While the Indians improved their world record of successive wins while chasing ' it’s now 16 ' Yuvraj registered a rare hattrick. The first of his MoS awards (jointly with Graeme Smith) came in last November’s ODIs against South Africa. After that was the face-off in Pakistan.
“The one in Pakistan will be more special as it was a tough series,” Yuvraj remarked. Dravid complimented thus: “I think responsibility has made a difference mentally... He’s now a senior... Then, Yuvraj is playing a lot straighter and has emerged a great finisher... With Dhoni and Raina, he has formed a potent combination...”
Dravid, incidentally, hasn’t lost a one-day series after becoming the full-time Team India captain, last October: Sri Lanka got whipped 1-6, the ODIs versus South Africa ended 2-2, Pakistan got thrashed 1-4 and England received a 1-5 walloping.
It has been different in Tests and Dravid was quick to acknowledge the loss in Mumbai, which allowed England to draw 1-1, was a “low point.” He said: “Throughout the three Tests, we could have played better.”
Reflecting on the ODIs against England, Dravid observed: “We finished it off in a very good way... We lost the last Test (Mumbai), but the spirit and attitude made us bounce back straightaway... Every player played his part'”
What pleased him most is that different players put their hands up “to be counted” at different times.

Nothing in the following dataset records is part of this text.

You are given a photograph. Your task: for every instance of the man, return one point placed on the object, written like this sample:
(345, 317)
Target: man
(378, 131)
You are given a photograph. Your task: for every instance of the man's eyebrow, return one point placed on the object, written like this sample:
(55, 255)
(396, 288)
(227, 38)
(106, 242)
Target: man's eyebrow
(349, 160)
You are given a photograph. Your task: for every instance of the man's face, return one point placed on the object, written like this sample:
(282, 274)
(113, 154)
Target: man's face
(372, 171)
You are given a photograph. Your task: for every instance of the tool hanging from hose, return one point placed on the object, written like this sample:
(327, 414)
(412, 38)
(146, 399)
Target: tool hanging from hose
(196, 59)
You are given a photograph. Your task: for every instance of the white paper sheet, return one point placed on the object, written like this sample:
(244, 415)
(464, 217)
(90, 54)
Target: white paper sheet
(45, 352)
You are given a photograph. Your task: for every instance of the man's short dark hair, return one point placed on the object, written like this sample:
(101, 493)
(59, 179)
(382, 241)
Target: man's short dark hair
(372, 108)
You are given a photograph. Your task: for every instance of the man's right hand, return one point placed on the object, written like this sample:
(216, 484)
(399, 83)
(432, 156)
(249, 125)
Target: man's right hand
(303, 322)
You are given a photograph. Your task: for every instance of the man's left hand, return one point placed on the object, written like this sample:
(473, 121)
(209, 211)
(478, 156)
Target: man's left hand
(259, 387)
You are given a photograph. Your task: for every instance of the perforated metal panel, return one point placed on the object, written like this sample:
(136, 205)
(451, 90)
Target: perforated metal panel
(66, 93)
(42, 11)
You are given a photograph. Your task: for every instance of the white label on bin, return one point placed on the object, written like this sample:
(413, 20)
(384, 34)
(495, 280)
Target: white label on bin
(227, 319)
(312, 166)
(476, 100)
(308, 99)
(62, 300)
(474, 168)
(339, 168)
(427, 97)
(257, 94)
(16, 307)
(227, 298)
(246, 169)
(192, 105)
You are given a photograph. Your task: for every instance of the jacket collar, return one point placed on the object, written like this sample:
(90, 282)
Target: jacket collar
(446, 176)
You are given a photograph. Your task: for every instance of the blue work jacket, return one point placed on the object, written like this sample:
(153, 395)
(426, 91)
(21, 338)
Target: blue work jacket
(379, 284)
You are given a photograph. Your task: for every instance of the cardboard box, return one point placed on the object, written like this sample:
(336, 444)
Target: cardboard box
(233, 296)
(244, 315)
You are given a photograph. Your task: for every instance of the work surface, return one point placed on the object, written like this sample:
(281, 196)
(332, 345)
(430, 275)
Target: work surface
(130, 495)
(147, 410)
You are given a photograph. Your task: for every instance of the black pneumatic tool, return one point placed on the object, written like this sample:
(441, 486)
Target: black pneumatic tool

Of course, the one exception would surely be quick Vikram Rajvir Singh. He appeared a misfit, often an embarrassment.
The home engagements for 2005-06 have ended and, now, only the two ODIs in Abu Dhabi (versus Pakistan) remain.
Coach Greg Chappell, by the way, is as pleased as Dravid. Asked by The Telegraph whether he’d actually been hopeful of a quick recovery (after Mumbai), he replied: “Absolutely... And, for a simple reason ' we’ve got good players... I didn’t have negative thoughts...”
Chappell revealed a celebration has been planned in Mumbai, before Team India’s departure for the UAE capital. In the one-dayers, certainly, the bubbly has been richly deserved.